When given the opportunity to put the Dalek race to an end, the Doctor has misgivings. Does he have the right? Because of the Daleks many worlds that were warring united against them. It comes down to what if he changes the future and it becomes much worse than what was before?
This was produced in 1975, and the effects show it. They are cheesy almost beyond belief. Some of the effects of using models are terribly obvious. It’s easy to see what portions of the story were actually filmed outdoors and what was filmed on sets indoors. The cheesy “clams” which attack them in the caverns leave much to be desired. It is interesting to see what special effects were pre-Star Wars, though.
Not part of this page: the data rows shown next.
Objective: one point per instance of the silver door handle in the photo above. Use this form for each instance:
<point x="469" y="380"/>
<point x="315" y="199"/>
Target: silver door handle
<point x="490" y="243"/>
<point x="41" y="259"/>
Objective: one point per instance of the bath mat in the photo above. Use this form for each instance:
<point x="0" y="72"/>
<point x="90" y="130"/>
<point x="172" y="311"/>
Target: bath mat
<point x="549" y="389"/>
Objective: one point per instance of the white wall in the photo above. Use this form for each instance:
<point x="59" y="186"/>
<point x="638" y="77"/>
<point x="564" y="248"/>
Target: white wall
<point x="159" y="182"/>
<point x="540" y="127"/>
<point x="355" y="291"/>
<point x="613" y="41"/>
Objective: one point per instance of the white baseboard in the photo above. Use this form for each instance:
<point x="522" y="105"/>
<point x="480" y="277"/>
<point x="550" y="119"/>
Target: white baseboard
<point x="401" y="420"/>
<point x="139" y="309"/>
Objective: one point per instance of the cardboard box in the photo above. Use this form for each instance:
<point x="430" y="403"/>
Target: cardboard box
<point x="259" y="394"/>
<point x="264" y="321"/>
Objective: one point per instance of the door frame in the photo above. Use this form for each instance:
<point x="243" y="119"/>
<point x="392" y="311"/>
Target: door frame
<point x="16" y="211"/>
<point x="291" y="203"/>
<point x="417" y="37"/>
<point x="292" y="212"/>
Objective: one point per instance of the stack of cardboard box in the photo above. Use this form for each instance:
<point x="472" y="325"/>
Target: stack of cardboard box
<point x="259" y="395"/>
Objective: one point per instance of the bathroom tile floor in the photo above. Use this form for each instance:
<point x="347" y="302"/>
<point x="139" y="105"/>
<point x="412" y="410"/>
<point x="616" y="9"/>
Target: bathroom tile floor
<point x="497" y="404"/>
Tom Baker has been my favorite Doctor up until the most recent one. He does a great job with this story, showing the moral conflict within The Doctor as he has the power to destroy an evil race. This was the period of episodes when I discovered Doctor Who and a large part of it is due to him. He comes off as amiable and enigmatic, someone who would be fun to hang around with cruising through time and the galaxy.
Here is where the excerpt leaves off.